# Deceiver



## Nostalgiariders (Apr 4, 2022)

This is a hand built custom bicycle I built in 2007 call Deceiver. Every piece of this bike was custom built except for the tires and chains. I’ve been restoring balloon tire bicycles since 1992


----------



## GTs58 (Apr 4, 2022)

What a knockout! 😍


----------



## Nostalgiariders (Apr 4, 2022)

GTs58 said:


> What a knockout! 😍



👊🏼


----------



## The Spokemaster (Apr 4, 2022)

Wonder how that would do riding up Mt Washington ?


----------



## dave the wave (Apr 4, 2022)

that is very nice.


----------



## Freqman1 (Apr 5, 2022)

Let’s see some of the ballooners


----------



## tripple3 (Apr 5, 2022)

Freqman1 said:


> Let’s see some of the ballooners











						Restored balloon tire bikes | Classic Balloon Tire Bicycles 1933-1965
					

I’ve been restoring metal antiques specializing in balloon tire bicycles for 30 years. Here is a small sample of some of the bikes I’ve done




					thecabe.com


----------



## kostnerave (Apr 5, 2022)

The fit, finish and detail on this machine is unreal. I can't stop looking at it!


----------



## kreika (Apr 5, 2022)

I thought at first you might have uploaded the wrong pics. Thought it was a motorcycle. “Deceiver” is the perfect name. Nice work sir!


----------



## Nostalgiariders (Apr 5, 2022)

Freqman1 said:


> Let’s see some of the ballooners



There in the balloon tire thread


----------



## Nostalgiariders (Apr 5, 2022)

kreika said:


> I thought at first you might have uploaded the wrong pics. Thought it was a motorcycle. “Deceiver” is the perfect name. Nice work sir!
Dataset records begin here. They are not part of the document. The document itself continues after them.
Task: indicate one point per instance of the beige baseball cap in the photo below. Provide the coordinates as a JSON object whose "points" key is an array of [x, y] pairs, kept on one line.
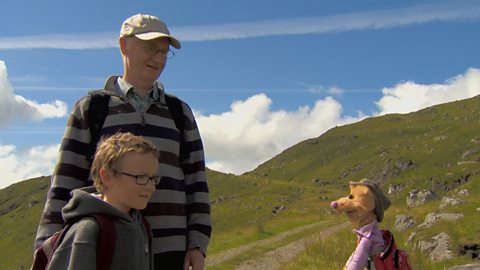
{"points": [[147, 27]]}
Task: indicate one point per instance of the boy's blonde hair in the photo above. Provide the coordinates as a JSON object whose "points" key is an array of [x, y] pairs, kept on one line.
{"points": [[111, 150]]}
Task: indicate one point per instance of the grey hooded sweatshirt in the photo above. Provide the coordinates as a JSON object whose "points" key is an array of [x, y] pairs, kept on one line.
{"points": [[78, 248]]}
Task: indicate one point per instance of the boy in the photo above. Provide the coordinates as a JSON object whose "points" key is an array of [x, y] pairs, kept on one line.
{"points": [[125, 174]]}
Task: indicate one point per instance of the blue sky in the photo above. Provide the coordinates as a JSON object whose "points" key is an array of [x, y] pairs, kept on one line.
{"points": [[260, 76]]}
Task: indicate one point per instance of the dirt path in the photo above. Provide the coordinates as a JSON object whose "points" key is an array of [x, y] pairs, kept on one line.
{"points": [[273, 259]]}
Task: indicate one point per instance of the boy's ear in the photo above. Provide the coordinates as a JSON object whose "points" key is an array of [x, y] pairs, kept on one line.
{"points": [[105, 176]]}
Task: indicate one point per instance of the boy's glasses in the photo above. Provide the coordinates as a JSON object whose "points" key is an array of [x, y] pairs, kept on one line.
{"points": [[142, 179]]}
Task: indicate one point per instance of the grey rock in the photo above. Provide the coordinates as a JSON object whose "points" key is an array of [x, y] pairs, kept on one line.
{"points": [[432, 218], [411, 237], [447, 201], [395, 188], [404, 222], [438, 247], [419, 197]]}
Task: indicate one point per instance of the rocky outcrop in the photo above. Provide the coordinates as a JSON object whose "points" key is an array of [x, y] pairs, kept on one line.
{"points": [[404, 222], [447, 201], [419, 197], [432, 218], [438, 248]]}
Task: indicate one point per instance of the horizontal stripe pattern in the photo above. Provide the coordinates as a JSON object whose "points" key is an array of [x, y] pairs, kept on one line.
{"points": [[175, 200]]}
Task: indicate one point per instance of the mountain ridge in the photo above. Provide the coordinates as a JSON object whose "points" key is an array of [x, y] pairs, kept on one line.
{"points": [[437, 148]]}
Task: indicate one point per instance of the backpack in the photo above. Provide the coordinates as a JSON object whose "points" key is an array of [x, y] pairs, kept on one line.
{"points": [[98, 111], [391, 258], [105, 246]]}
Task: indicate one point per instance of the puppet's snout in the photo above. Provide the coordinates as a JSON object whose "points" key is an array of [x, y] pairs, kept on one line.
{"points": [[334, 204]]}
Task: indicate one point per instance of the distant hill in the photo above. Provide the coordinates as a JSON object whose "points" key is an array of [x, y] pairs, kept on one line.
{"points": [[437, 148]]}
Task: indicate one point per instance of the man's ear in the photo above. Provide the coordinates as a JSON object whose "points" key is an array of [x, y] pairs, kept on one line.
{"points": [[122, 41]]}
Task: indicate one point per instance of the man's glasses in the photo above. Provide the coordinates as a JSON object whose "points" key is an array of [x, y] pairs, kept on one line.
{"points": [[142, 179], [152, 51]]}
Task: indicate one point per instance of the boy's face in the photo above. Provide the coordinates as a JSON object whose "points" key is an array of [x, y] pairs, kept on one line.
{"points": [[122, 191]]}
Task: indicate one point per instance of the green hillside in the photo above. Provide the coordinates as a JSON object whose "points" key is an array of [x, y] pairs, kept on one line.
{"points": [[437, 148]]}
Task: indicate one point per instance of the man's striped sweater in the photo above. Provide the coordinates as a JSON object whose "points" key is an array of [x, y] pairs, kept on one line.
{"points": [[179, 210]]}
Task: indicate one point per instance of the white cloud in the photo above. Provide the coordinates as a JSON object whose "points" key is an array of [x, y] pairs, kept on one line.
{"points": [[17, 107], [30, 163], [250, 133], [409, 96], [380, 19]]}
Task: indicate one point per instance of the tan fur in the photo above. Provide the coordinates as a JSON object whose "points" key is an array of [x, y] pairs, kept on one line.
{"points": [[358, 206]]}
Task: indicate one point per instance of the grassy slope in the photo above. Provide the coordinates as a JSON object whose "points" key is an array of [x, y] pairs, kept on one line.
{"points": [[20, 208], [434, 139]]}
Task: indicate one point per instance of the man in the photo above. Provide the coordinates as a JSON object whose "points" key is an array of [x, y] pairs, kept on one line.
{"points": [[179, 210]]}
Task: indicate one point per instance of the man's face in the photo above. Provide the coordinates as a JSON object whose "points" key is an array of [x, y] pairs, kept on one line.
{"points": [[145, 60]]}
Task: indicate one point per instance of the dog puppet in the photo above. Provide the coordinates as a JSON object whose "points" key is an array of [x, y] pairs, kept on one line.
{"points": [[364, 207]]}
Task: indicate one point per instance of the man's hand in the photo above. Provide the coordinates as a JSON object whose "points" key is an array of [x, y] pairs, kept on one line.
{"points": [[195, 259]]}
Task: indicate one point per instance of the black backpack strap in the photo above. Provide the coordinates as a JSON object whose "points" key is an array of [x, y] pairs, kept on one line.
{"points": [[97, 112], [106, 241], [175, 107]]}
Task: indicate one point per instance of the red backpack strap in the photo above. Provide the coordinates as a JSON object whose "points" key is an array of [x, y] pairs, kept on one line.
{"points": [[146, 224], [106, 241], [389, 244]]}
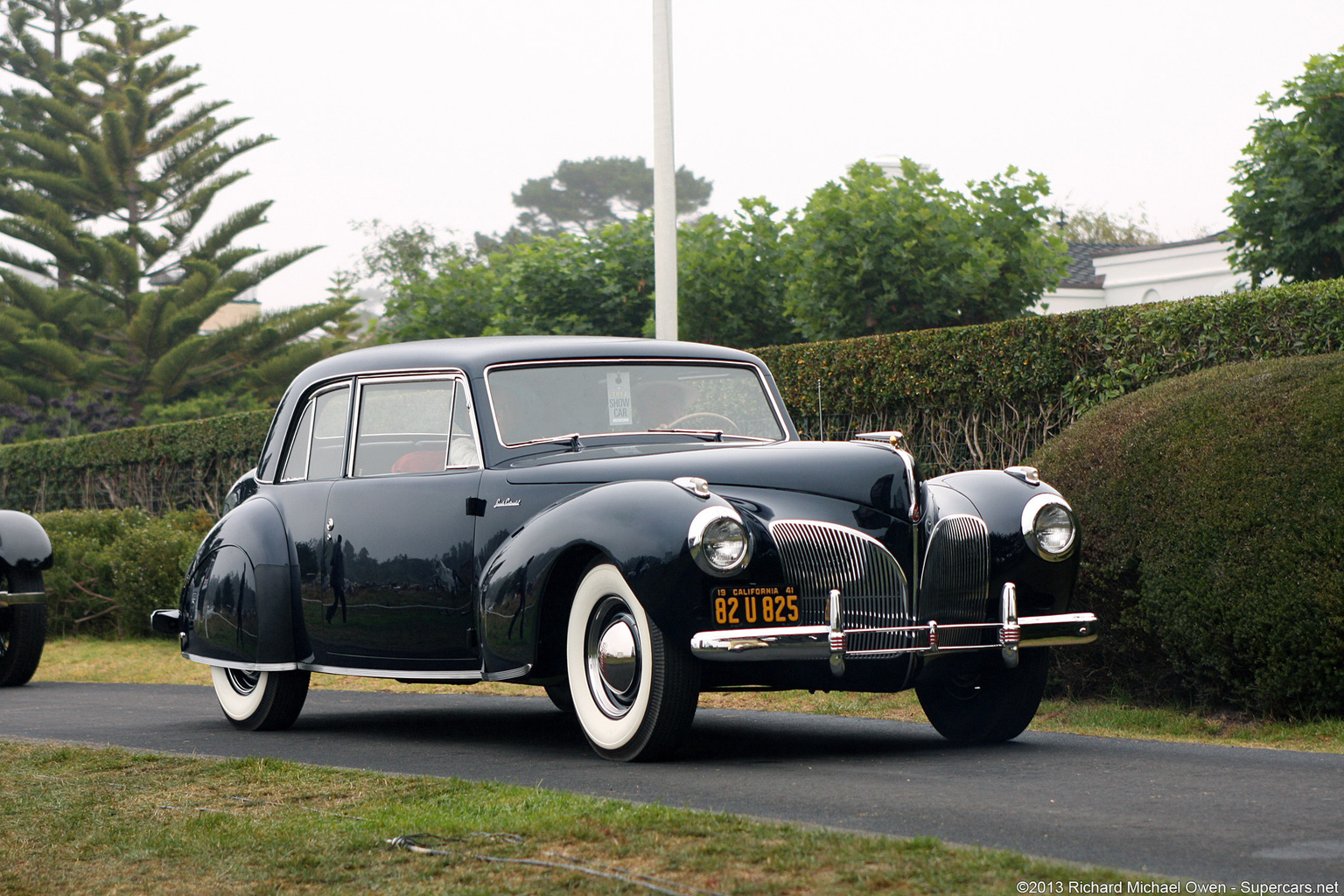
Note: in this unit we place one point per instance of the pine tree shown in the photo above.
(108, 273)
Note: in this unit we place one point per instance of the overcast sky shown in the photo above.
(437, 110)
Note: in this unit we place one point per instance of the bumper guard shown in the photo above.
(828, 641)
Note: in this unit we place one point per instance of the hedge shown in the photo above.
(1210, 509)
(113, 567)
(155, 468)
(968, 396)
(990, 396)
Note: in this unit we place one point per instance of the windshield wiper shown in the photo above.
(573, 438)
(709, 436)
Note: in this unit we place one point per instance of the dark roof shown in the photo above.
(1082, 274)
(472, 356)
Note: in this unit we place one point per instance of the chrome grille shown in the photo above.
(820, 556)
(955, 584)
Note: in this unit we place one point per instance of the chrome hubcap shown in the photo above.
(613, 657)
(242, 682)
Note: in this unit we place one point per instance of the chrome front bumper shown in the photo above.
(828, 642)
(22, 597)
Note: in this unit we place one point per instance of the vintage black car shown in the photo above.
(626, 522)
(24, 552)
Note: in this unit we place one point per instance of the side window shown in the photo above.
(403, 426)
(296, 464)
(328, 451)
(461, 444)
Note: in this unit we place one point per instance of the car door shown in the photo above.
(399, 539)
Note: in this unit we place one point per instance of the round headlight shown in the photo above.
(719, 542)
(724, 543)
(1047, 522)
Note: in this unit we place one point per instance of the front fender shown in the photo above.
(639, 526)
(24, 552)
(238, 605)
(999, 497)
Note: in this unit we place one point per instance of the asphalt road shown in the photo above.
(1211, 813)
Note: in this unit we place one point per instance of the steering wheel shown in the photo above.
(729, 424)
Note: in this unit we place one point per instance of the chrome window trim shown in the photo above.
(458, 375)
(644, 361)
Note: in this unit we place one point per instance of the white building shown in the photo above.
(1109, 274)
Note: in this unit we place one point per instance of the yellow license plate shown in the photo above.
(756, 605)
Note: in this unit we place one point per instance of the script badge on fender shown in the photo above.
(756, 605)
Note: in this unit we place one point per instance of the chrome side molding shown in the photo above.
(830, 641)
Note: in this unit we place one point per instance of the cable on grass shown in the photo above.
(425, 845)
(242, 800)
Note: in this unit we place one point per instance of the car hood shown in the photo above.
(864, 473)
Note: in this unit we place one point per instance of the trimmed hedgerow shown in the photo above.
(1210, 508)
(113, 567)
(156, 468)
(988, 396)
(968, 396)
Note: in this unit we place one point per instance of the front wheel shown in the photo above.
(260, 700)
(990, 704)
(23, 629)
(634, 693)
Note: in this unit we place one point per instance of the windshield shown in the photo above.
(550, 401)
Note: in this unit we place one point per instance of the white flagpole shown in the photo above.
(664, 178)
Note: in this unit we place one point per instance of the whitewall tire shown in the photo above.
(260, 700)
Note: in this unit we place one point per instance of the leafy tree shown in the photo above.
(1088, 225)
(1288, 208)
(584, 196)
(878, 256)
(732, 278)
(105, 278)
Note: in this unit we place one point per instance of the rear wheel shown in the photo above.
(990, 704)
(260, 700)
(634, 692)
(23, 629)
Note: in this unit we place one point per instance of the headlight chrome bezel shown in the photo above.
(696, 540)
(1031, 519)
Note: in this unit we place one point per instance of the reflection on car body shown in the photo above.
(626, 522)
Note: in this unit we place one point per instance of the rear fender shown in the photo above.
(24, 552)
(238, 605)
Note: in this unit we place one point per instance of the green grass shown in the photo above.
(159, 662)
(108, 821)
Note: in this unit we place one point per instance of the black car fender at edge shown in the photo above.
(238, 602)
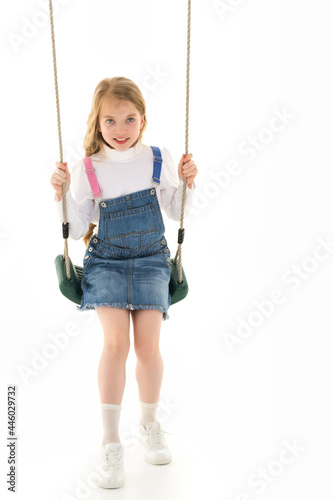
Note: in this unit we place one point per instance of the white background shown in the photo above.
(232, 413)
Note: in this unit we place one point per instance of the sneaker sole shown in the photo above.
(158, 461)
(110, 484)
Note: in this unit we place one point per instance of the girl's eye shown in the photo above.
(110, 120)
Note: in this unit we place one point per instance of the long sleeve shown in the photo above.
(172, 189)
(79, 203)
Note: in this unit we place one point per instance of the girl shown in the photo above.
(120, 188)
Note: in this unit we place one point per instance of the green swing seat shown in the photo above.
(72, 290)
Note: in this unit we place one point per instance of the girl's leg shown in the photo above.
(112, 365)
(149, 367)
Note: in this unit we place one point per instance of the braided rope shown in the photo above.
(64, 208)
(179, 249)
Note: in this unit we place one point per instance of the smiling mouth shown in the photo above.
(121, 141)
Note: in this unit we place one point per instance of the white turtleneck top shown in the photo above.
(119, 173)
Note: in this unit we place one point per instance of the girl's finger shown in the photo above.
(61, 172)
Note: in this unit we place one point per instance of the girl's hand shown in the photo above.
(188, 169)
(59, 177)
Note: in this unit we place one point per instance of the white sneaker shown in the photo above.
(157, 451)
(111, 466)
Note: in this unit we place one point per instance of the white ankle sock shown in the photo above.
(110, 417)
(148, 411)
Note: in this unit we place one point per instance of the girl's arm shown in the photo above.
(171, 191)
(79, 203)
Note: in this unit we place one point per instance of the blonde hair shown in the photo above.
(118, 87)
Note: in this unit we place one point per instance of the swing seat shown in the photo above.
(72, 290)
(178, 290)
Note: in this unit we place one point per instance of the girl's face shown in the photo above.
(120, 123)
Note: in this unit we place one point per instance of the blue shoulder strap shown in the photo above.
(157, 164)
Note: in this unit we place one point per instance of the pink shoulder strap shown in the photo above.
(90, 171)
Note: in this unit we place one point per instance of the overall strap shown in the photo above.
(90, 171)
(157, 164)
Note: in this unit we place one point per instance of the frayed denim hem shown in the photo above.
(123, 305)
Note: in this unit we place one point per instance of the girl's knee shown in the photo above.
(117, 343)
(146, 351)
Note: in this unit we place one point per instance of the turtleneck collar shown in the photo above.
(127, 155)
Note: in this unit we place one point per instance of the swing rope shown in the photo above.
(64, 207)
(181, 231)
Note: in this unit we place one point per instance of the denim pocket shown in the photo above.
(134, 228)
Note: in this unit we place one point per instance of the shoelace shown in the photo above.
(155, 434)
(113, 458)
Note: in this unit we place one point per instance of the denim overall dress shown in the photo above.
(126, 264)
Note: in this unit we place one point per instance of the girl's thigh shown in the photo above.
(146, 328)
(115, 323)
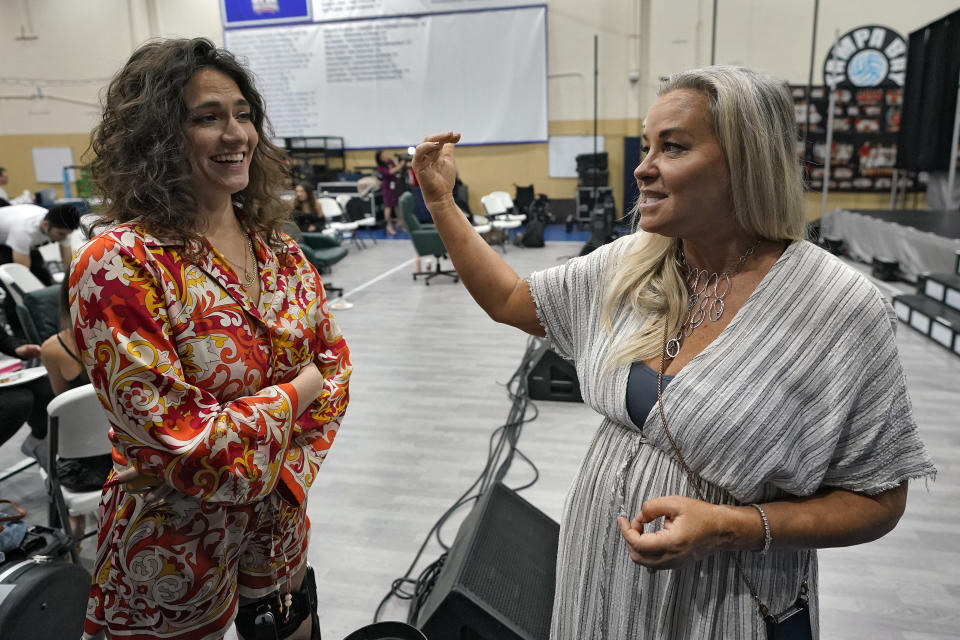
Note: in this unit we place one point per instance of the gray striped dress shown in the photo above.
(803, 389)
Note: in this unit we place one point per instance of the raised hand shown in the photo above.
(692, 529)
(434, 166)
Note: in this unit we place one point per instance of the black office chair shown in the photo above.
(523, 198)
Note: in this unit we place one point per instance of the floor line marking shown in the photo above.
(376, 279)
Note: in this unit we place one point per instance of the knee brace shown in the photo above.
(268, 618)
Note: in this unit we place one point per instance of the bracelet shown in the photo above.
(767, 538)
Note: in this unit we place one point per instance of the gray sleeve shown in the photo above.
(878, 445)
(568, 296)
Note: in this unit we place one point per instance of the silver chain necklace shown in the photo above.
(707, 291)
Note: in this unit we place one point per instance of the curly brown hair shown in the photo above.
(141, 168)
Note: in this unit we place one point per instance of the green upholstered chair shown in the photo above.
(426, 240)
(39, 313)
(321, 250)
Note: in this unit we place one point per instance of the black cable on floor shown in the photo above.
(501, 449)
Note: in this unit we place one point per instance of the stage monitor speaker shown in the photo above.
(553, 378)
(498, 580)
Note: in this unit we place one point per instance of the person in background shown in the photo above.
(388, 170)
(25, 402)
(754, 404)
(208, 337)
(24, 227)
(65, 371)
(307, 212)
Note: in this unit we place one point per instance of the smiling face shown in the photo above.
(221, 137)
(683, 179)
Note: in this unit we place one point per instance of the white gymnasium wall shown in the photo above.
(640, 40)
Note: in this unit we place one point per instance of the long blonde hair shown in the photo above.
(753, 117)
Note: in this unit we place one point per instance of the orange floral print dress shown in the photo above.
(195, 382)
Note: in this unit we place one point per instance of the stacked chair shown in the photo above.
(501, 215)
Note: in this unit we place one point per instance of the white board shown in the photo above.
(564, 151)
(48, 163)
(389, 82)
(351, 9)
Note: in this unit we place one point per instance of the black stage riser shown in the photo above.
(553, 378)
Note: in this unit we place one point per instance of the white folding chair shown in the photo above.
(336, 220)
(77, 428)
(506, 202)
(497, 216)
(19, 280)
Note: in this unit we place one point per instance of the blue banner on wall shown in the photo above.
(244, 13)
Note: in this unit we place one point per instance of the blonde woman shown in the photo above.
(784, 424)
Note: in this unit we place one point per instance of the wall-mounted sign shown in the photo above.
(868, 56)
(248, 13)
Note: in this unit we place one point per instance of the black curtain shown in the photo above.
(930, 96)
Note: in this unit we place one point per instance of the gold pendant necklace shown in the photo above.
(249, 276)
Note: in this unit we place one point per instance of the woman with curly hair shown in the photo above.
(209, 340)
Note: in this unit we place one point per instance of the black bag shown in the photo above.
(533, 233)
(49, 596)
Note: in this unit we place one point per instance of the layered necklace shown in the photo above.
(707, 291)
(249, 274)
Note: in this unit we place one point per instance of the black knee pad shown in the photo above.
(264, 619)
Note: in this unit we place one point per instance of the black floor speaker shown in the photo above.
(498, 579)
(553, 378)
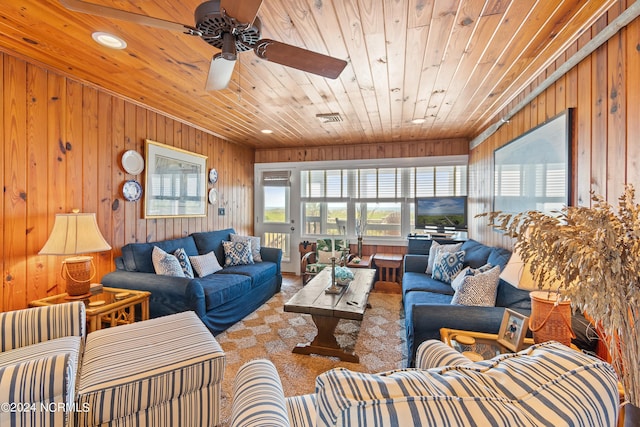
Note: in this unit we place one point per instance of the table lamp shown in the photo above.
(74, 234)
(550, 317)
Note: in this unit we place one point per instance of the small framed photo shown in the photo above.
(513, 330)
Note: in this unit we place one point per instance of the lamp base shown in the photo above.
(78, 297)
(550, 320)
(77, 272)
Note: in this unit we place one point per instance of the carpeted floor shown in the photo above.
(271, 333)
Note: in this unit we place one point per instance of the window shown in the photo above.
(375, 201)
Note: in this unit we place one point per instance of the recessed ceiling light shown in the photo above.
(109, 40)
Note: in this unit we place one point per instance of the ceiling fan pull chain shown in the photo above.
(239, 85)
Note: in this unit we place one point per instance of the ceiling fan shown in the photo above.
(232, 26)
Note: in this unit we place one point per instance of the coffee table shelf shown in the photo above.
(111, 306)
(326, 310)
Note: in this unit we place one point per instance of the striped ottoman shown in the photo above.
(164, 371)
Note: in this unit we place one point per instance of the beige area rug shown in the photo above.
(271, 333)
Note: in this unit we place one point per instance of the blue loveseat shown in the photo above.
(219, 299)
(427, 302)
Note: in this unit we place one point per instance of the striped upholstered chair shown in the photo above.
(162, 372)
(547, 384)
(40, 349)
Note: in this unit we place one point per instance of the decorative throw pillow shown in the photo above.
(183, 259)
(447, 265)
(479, 289)
(205, 264)
(457, 281)
(437, 248)
(468, 271)
(237, 253)
(165, 264)
(255, 245)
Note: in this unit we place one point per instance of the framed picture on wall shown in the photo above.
(176, 182)
(513, 329)
(533, 171)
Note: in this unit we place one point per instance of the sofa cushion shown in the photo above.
(511, 297)
(499, 256)
(479, 289)
(208, 241)
(222, 288)
(237, 253)
(166, 264)
(205, 264)
(255, 245)
(476, 254)
(422, 282)
(435, 249)
(137, 256)
(259, 272)
(542, 385)
(447, 265)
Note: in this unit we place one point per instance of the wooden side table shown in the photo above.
(388, 266)
(365, 262)
(112, 306)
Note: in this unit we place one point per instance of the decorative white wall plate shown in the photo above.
(132, 190)
(132, 162)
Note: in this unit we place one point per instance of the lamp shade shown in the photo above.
(75, 233)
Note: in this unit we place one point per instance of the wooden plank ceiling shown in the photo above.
(455, 63)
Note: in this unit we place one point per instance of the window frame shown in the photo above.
(297, 201)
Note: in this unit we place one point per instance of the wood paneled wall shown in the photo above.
(427, 148)
(62, 144)
(604, 88)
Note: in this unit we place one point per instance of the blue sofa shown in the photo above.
(427, 302)
(219, 299)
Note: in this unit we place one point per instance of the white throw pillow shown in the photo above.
(478, 290)
(166, 264)
(437, 248)
(205, 264)
(255, 245)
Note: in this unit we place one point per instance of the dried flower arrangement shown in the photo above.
(594, 253)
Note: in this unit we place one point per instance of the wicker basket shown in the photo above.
(77, 272)
(550, 320)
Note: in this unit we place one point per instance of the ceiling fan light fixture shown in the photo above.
(220, 73)
(109, 40)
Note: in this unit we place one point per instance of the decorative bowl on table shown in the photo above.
(343, 276)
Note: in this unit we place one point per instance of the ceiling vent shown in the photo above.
(329, 117)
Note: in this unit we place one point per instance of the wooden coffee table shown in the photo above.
(112, 306)
(326, 310)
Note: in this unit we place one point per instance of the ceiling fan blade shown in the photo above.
(220, 73)
(244, 11)
(300, 59)
(109, 12)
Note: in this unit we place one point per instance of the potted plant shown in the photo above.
(593, 253)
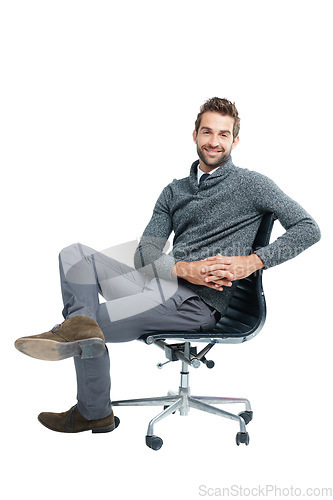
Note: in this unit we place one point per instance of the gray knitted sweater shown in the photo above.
(222, 216)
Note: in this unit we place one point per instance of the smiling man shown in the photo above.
(215, 213)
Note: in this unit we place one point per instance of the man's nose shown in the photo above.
(214, 141)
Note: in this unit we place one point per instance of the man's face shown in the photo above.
(214, 139)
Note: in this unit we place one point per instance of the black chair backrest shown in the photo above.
(246, 312)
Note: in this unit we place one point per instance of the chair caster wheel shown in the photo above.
(247, 416)
(242, 437)
(154, 442)
(167, 406)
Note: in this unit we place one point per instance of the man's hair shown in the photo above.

I took it to a lot of motorcycle shows and fooled a lot of people 😂


----------



## Nostalgiariders (Apr 5, 2022)

kostnerave said:


> The fit, finish and detail on this machine are unreal. I can't stop looking at it!



It looks better in person 👊🏻


----------



## Rusthound (Apr 5, 2022)

Nice Job.  Ton of hours I bet


----------



## Nostalgiariders (Apr 5, 2022)

Rusthound said:


> Nice Job.  Ton of hours I bet



1 year to build it


----------



## Gully (Apr 5, 2022)

Yep a deceiver for sure!!  The craftmanship is over the top!  Thanks for sharing!


----------



## Nostalgiariders (Apr 5, 2022)

Gully said:


> Yep a deceiver for sure!!  The craftmanship is over the top!  Thanks for sharing!



Thanks for the kind words


----------



## Iverman (Apr 9, 2022)

Beautiful work!


----------



## razinhellcustomz (Apr 9, 2022)

Nostalgiariders said:


> View attachment 1601179
> This is a hand built custom bicycle I built in 2007 call Deceiver. Every piece of this bike was custom built except for the tires and chains. I’ve been restoring balloon tire bicycles since 1992
> 
> View attachment 1601180
> ...



😎 😎 😎 😎 😎 😎


----------



## razinhellcustomz (Apr 9, 2022)

Nostalgiariders said:


> 1 year to build it



She's a BEAUTY... Thanks for sharing... RideOnn.. Razin..


----------



## Nashman (Apr 9, 2022)

Amazing. WOW....


----------



## bobcycles (Apr 9, 2022)

Mind Blower!


----------



## Nostalgiariders (Apr 9, 2022)

bobcycles said:


> Mind Blower!



There is approximately 120 hand made pieces on this bike. It took me 1 year to build it. Hope everything is good for you 👊🏻


----------



## razinhellcustomz (Apr 9, 2022)

Nostalgiariders said:


> There is approximately 120 hand made pieces on this bike. It took me 1 year to build it. Hope everything is good for you 👊🏻



Iv'e seen a lot of Custom built bikes in my day, and this has to be one of the nicest EVER....


----------



## Nostalgiariders (Apr 9, 2022)

razinhellcustomz said:


> Iv'e seen a lot of Custom built bikes in my day, and this has to be one of the nicest EVER....



Thanks. I would agree with that 😂


----------



## bikebozo (Apr 9, 2022)

Stands alone in detail  and assembly


----------



## Nostalgiariders (Apr 9, 2022)

bikebozo said:


> Stands alone in detail  and assembly



👊🏻


----------



## Jon Olson (Apr 12, 2022)

Just over the top, nothing to compare the “Deceiver” to! I just can’t stop looking at it. 
Thanks for sharing,
Jon


----------



## Nostalgiariders (Apr 12, 2022)

Jon Olson said:


> Just over the top, nothing to compare the “Deceiver” to! I just can’t stop looking at it.
> Thanks for sharing,
> Jon



It’s just my way of expressing art through a bicycle 👊🏻


----------